La caractéristique principale du pouvoir politique est de rendre « fou » et « faux » son détenteur. Que les dirigeants de notre pays se convainquent donc sincèrement que tout pouvoir use et s’use. S’il leur est encore possible, je les invite à la sagesse.
Pour guérir du syndrome d’hubris dans le milieu politique, la solution n’est pas dans le savoir, encore moins dans la prétention de savoir, surtout pas dans le tout savoir. Elle est plutôt dans la simplicité et la disponibilité sincère du dirigeant à l’écoute. Une écoute « religieuse », active et franche, des souffrances objectives du peuple. Ce peuple à prendre vraiment au sérieux dans son rôle de seul vrai détenteur du pouvoir en régime démocratique : un ensemble d’âmes et non un bétail à qui jeter quelques pitances de circonstance.
Le pouvoir transforme toujours celui qui l’exerce. Surtout le pouvoir politique. Je me réjouis que le président de la République l’ait ouvertement reconnu à la face du monde, au cours de son interview télévisée avec la presse internationale. Cependant, le reconnaître et le confesser, même publiquement, ne suffisent pas. Il faut en guérir. Et si entre temps, des victimes ont pu être identifiées, il faut humblement entreprendre les démarches à l’effet de rétablir les ponts.

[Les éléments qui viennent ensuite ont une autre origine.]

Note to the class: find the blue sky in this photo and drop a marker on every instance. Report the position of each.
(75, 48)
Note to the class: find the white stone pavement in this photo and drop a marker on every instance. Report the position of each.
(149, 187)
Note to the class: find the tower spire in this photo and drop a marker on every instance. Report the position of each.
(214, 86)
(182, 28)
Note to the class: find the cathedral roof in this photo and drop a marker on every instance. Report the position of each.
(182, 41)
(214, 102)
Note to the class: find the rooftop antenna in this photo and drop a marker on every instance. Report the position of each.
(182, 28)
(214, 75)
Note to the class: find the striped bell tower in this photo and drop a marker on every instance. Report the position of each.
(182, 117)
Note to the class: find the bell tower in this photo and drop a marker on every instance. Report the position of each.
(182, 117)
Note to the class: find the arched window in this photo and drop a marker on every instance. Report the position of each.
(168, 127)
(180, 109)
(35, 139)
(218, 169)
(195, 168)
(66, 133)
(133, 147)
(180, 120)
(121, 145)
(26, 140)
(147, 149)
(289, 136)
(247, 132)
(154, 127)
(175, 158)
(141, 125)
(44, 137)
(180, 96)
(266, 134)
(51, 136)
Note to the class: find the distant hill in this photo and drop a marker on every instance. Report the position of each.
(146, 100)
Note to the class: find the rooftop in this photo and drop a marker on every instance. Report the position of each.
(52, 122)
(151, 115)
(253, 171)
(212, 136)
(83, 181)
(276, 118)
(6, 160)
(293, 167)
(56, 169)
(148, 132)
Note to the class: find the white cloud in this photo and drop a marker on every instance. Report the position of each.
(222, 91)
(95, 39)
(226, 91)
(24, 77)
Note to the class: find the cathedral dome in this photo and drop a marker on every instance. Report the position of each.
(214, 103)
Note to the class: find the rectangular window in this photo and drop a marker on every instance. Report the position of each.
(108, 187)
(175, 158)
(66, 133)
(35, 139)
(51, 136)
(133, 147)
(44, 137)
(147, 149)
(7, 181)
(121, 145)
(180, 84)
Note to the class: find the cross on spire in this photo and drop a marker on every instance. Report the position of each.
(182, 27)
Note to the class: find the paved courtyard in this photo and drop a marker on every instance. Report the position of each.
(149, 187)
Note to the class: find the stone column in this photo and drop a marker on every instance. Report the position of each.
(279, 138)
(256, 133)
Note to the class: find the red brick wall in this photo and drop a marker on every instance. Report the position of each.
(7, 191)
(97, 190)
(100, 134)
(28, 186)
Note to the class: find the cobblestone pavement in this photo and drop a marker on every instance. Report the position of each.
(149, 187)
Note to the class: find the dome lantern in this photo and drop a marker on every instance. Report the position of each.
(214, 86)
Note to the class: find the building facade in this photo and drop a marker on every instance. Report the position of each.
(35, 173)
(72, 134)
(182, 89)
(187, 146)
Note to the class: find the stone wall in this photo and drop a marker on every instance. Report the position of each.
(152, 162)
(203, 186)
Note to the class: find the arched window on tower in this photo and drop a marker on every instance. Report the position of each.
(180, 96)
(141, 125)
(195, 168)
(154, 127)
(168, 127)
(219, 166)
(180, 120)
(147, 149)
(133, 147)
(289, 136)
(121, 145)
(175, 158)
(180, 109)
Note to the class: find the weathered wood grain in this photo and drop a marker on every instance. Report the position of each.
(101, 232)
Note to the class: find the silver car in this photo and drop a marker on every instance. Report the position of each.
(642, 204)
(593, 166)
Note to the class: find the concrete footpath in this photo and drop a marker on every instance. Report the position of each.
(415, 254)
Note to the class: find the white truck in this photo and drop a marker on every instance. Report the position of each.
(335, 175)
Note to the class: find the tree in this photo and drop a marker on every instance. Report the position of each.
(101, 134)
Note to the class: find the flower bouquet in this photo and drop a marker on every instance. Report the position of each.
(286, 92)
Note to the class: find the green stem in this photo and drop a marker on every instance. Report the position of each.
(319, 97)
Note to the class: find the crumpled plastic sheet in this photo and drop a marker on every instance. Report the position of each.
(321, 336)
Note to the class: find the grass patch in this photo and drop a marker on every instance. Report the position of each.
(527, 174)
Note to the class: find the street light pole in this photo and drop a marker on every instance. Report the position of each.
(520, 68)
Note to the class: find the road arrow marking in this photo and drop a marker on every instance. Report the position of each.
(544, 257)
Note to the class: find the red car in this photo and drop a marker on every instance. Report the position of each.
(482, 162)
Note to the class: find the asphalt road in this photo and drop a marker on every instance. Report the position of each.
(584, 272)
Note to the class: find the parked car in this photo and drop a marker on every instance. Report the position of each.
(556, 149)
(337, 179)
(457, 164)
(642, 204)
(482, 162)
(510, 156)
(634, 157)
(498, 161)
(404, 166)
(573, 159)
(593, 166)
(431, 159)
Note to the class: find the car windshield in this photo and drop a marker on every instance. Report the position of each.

En définitive, le chef, n’est-ce pas celui qui sait se vêtir de la reine des vertus, l’humilité, pour se mettre consciencieusement au service du bien-commun, le bien de tous ?
À regarder faire les chantres de la « rupture » et du « nouveau départ », je me surprends à me prendre pour un rêveur ! Malgré moi, je me suis à nouveau convaincu que, indépendamment de sa volonté, le peuple béninois a pour dirigeants politiques des hommes et des femmes qui visiblement connaissent tout, prévoient tout, réussissent en tout, ont les chiffres macro les plus élevés, jamais obtenus, les plus beaux projets pour le pays, les idées les plus novatrices tirées des académies les plus prestigieuses. N’ayant jamais tort, ils sont si sûrs d’eux-mêmes et de l’absolutisme de leur « savoir » qu’on a l’impression qu’ils ont la science infuse, des omnipotents qui ont visiblement réponse à tout. Tels des « demi Dieu », ils « trônent sur le monde » et sur le Bénin. Vanité ! Ce faisant, ne donnent-ils pas les signes évidents du syndrome d’hubris ? J’ai peur que cette intoxication par l’étrange agent pathogène, le pouvoir politique, les conduise à manifester durablement un narcissisme pathologique. Ce dont le Bénin n’a nul besoin.